Hattie Lampson began to mumble on top of the hymn singing and turn of the wheels.

“I’m indebted to you ever,” said Ma and put her arm around the dwarfed shoulders. “You been here to give me courage.” Ma rattled, looked at her quickly and gave the cold little woman a rigorous and sudden hug. She snapped free. Ma eased her again under a brown arm and widely ruffled sleeve.

“Hattie. You ain’t going to be doggish. Not on a wedding day.”

They rode unmolested over the flat pan — fifty miles away there might have been a mountain range to seal them perfectly within the white disk passable and clear — and looking way to the ground Ma watched the last of the hoofs, so slowly dropped, switch and explode in dust. She felt under the seat for her finery.

“He’s probably thinking just like me. Now,” said Ma and fanned herself.

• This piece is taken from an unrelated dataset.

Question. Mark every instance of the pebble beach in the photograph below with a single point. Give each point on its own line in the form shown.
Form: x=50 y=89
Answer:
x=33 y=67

Hattie Lampson spoke: “He wasn’t brung up for such. Not to be handed straight over. Naked. He’ll work some now. There ain’t no family. There ain’t even any boys, men neither. You can’t pass them all out. They’re supposed to laze around home. Take care of their own farmyard, they was told.

“They get no pardon. It ain’t just any hound can go out shorn and keep his head up. I say they’re done. My younger has gone just like him. Bringing that Indian into the house is about as bad. Neither one can hold himself straight. They was behind my back.

“Around their age they start feeling worms inside and nothing I say will change it. Why, he’s been walking you sideways for two years steady. And when he won’t touch no food, there’s enough to kill him right there.

“Some just worm themselves in. I ain’t going to be touched now the way you do. You ain’t going to get me to help you mix no water in his meal. Just to lie spread in the dish. I got to watch for him and keep him quiet. But I’m not sure he’ll make much noise anyway. Folks forget. They’ll forget the whole family.

“They won’t even remember what month it was. And he won’t, for sure. No one knows mine neither. You ain’t going to live long enough with my boy to get the yellow off his teeth or bleach out what I learned him. You’re too old.